È come affrontare un tunnel oscuro e sconosciuto. Se si ammette un moto regolare, è piuttosto semplice prevedere dove si troverà un oggetto dopo un dato intervallo di tempo. Ma se si accetta che il moto sia variabile, allora il problema diventa molto più complicato. Anche perché Keplero non ha a disposizione né le leggi della dinamica classica, né la matematica differenziale. Dalla sua ha solo i dati dell’astronomo danese Tycho Brahe, un vero e proprio tesoro.

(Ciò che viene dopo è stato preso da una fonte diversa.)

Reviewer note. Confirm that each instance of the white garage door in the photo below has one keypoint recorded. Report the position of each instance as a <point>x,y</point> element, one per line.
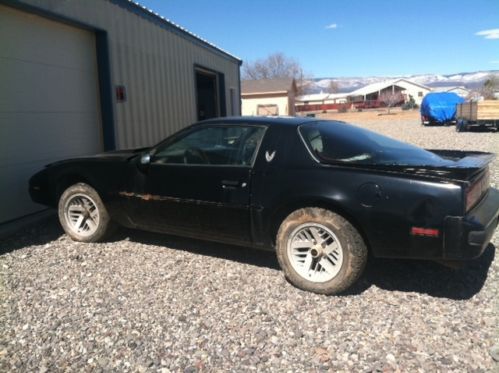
<point>49,101</point>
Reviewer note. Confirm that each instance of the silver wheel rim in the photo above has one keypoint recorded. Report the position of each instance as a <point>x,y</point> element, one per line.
<point>315,252</point>
<point>82,215</point>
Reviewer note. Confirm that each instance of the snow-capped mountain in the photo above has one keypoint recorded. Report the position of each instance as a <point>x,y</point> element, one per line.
<point>471,80</point>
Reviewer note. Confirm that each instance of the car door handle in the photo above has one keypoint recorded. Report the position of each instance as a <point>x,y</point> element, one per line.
<point>232,184</point>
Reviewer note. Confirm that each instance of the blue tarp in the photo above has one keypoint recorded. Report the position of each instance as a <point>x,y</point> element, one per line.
<point>440,106</point>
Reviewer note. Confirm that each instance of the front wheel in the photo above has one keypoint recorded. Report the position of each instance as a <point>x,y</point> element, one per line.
<point>83,215</point>
<point>320,251</point>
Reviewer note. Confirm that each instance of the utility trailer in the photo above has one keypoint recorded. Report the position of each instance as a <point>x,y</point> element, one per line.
<point>481,114</point>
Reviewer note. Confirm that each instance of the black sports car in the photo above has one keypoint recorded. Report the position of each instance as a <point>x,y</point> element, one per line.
<point>321,193</point>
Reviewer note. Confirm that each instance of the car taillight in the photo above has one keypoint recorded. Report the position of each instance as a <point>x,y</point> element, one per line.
<point>477,190</point>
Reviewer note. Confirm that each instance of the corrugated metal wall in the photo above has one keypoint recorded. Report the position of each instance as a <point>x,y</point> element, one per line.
<point>156,65</point>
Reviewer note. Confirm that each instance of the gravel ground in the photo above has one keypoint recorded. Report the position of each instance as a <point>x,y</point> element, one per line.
<point>145,302</point>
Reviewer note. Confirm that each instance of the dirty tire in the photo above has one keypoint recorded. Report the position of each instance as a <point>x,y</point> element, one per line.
<point>354,250</point>
<point>85,205</point>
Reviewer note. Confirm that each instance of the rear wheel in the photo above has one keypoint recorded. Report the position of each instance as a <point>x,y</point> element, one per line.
<point>83,215</point>
<point>320,251</point>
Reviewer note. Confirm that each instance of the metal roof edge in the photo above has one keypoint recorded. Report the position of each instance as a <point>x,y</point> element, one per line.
<point>163,22</point>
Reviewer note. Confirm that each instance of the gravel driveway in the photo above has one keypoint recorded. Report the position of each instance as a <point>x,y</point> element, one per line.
<point>145,302</point>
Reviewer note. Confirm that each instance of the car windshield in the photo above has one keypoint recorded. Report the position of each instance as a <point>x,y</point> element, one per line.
<point>344,143</point>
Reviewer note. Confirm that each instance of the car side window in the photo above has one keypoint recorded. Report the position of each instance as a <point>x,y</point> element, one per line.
<point>217,145</point>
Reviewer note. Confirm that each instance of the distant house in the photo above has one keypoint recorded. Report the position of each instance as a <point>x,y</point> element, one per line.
<point>268,97</point>
<point>321,102</point>
<point>372,92</point>
<point>459,90</point>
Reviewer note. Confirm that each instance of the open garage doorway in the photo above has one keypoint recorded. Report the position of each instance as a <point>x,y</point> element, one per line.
<point>210,97</point>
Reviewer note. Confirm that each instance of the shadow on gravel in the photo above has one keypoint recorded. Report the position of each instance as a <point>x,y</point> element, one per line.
<point>37,234</point>
<point>260,258</point>
<point>399,275</point>
<point>427,277</point>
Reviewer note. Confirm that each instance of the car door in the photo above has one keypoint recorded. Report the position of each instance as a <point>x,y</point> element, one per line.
<point>199,184</point>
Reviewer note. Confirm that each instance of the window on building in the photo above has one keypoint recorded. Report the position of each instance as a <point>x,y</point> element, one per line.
<point>270,109</point>
<point>233,100</point>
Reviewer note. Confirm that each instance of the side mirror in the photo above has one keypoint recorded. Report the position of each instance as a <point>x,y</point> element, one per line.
<point>144,161</point>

Utilizzando una tecnica rubata ad Archimede, che consiste nel dividere in sottili fettine il percorso compiuto dal pianeta, Keplero mima i moderni concetti di limite e di integrale e arriva a scrivere quella che oggi chiamiamo seconda legge. Come si è accennato, in realtà essa è stata la prima ad essere scoperta, ma Keplero dimostra che è valida solo nel caso di orbite ellittiche, e quindi arriva a considerarla una legge vera e propria solo dopo che ha scoperto che l’orbita è proprio una ellisse, cioè dopo aver individuato l’altra legge.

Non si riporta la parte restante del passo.